RedditData¶
Implementation for the Reddit network dataset.
A graph dataset representing Reddit posts, where nodes are posts and edges indicate that the same user commented on both posts.
Parameters
- api_typestr, optional
API selection (‘dgl’ or ‘torch_geometric’), defaults to ‘dgl’.
- pathstr, optional
Dataset directory path, defaults to ‘./downloads/’.
Methods
- load_dgl_data()¶
Load Reddit dataset using DGL’s RedditDataset loader. Uses pre-defined node features, labels, and splits for training, validation, and testing.
- load_tg_data()¶
Load Reddit dataset using PyTorch Geometric (PyG) loader. Extracts dataset features, node labels, and masks for training, validation, and testing.
Attributes
- graph: dgl.DGLGraph¶
The graph data structure (when using DGL).
- dataset_name: str¶
Name of the dataset (“reddit”).
- node_number: int¶
Number of nodes in the graph.
- feature_number: int¶
Dimension of node features.
- label_number: int¶
Number of unique node labels.
- features: torch.Tensor¶
Node feature matrix.
- labels: torch.Tensor¶
Node label tensor.
- train_mask: torch.Tensor¶
Boolean mask indicating training nodes.
- val_mask: torch.Tensor¶
Boolean mask indicating validation nodes.

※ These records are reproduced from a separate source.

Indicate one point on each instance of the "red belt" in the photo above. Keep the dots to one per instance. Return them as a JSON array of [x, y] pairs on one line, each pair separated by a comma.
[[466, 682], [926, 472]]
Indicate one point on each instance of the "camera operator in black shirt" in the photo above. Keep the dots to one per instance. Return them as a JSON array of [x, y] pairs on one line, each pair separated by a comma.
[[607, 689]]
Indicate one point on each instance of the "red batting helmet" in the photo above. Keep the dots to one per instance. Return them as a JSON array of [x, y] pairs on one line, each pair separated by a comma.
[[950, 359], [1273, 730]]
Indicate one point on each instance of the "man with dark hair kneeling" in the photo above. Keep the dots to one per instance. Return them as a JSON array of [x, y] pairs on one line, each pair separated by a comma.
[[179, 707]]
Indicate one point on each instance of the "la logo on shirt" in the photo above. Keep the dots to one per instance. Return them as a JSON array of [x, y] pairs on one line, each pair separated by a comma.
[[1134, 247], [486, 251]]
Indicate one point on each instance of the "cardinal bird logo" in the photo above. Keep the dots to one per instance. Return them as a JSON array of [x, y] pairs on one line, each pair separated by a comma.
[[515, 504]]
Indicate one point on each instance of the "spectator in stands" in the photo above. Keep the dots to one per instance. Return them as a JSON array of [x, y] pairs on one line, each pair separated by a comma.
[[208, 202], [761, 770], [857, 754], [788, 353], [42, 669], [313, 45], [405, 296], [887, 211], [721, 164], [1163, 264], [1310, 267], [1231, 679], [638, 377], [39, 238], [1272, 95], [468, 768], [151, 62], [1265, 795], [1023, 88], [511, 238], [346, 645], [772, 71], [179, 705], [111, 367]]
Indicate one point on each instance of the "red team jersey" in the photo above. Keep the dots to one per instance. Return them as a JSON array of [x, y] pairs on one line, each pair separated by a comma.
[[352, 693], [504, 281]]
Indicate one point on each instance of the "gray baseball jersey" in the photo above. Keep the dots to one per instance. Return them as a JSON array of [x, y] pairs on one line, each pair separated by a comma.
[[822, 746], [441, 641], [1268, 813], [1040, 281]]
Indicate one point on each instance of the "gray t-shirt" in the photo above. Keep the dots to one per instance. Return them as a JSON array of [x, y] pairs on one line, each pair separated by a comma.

- test_mask: torch.Tensor¶
Boolean mask indicating testing nodes.
- dataset: torch_geometric.datasets.Reddit¶
The PyG dataset object (only available in PyG implementation).
- data: torch_geometric.data.Data¶
The PyG data object (only available in PyG implementation).
- edge_index: torch.Tensor¶
Edge list representation (only explicitly set in PyG implementation).